Water and air are precious commodities among the Dwerden, and as such they have several idiomatic phrases relating to the value of such things. So it is that the Dwerden will say something like “Blood is thicker than water,” when speaking of familial ties and their supreme importance, even over life and death. Offering a person water is a standard part of Dwerden hospitality, and not following this rule is seen as extremely rude, or at least extremely inhospitable, which can be then used as an insult if one wishes for an unwanted guest to leave. To say “My air is your air,” or “My water is your water,” is to offer everything one has, without exception. Clearly, only the best of friends or relations would say such a thing.
In addition to water and air, food is a basic concern. The Dwerden are able to make a thick bread-like food out of many mushrooms and lichens, and they also raise several types of food animals which are native to caves and the underground. They raise a type of cave-dwelling salamander for its eggs, and they also have farms where they raise fish and crustaceans native to the subterranean lakes and rivers. The Dwerden have also, over many years, come to appreciate the foods of the surface dwellers, and so they often stock their larders with salted meats, dried fruits and vegetables, cheeses and other foodstuffs. As such, it is not uncommon for a Dwerden meal to contain a mix of foods both imported and native. The poorer Dwerden, of course, are more likely to subsist purely on native foods, which the wealthy have occasionally been known to swear off their local foods completely, dining only upon imported meats, dairy and grain products, and fruits and vegetables.
Many Dwerden are agoraphobic, having dwelled all their lives in Stonedeep and never seen the open sky. Upon their first experience of it, they may go into a panic, ranging from mild to extreme, and their first desire will be to return to the safety of Stonedeep. As such, all Dwerden soldiers, called wardens, train under the open sky for a period of time. This allows those with an extreme phobia to be detected early on and moved to service elsewhere within the city, while those who prove they can handle it are directed to serve as guardians at the main gate, and their names are listed among those who would be called up in case of an invasion from without.

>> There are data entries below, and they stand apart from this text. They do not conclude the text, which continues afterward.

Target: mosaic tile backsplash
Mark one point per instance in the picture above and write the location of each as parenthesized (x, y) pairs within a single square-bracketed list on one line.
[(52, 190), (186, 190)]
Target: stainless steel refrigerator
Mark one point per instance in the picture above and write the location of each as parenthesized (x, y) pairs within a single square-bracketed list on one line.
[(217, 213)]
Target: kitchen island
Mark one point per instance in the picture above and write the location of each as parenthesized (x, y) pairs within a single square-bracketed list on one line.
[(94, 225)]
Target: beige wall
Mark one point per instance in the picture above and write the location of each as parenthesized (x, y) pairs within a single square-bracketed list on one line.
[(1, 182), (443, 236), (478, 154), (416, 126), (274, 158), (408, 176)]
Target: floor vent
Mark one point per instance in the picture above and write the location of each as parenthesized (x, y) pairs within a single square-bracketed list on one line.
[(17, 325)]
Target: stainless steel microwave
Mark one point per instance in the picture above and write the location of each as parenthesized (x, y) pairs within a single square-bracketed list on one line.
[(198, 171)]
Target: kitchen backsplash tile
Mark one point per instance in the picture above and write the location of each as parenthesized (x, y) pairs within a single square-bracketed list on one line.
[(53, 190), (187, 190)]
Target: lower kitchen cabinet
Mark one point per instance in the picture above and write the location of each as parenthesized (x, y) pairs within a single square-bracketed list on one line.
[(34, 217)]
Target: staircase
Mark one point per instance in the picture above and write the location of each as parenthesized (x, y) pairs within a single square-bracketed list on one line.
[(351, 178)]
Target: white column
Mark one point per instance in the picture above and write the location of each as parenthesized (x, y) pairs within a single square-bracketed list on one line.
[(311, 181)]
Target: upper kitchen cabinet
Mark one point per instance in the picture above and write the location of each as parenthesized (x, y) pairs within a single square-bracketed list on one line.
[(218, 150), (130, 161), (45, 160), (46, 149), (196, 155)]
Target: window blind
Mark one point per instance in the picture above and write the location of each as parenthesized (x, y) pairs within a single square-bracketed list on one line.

Outside invasion is not their only concern, nor even their primary one. For there are other subterranean dwellers in Aerde, and those creatures compete with the Dwerden for scarce resources. Goblins and trolls are the most common, for goblins are true underground dwellers just as the Dwerden are, and trolls, though they are cave dwellers who do not fear the open sky, are pained by the light of the sun and must travel either at night, or underground. In addition to these, there are darker things that live in the depths of the earth, nameless, mysterious, and rightly feared by the Dwerden. It is because of these that their wardens are scattered throughout Stonedeep, and not just clustered near the outside entrance.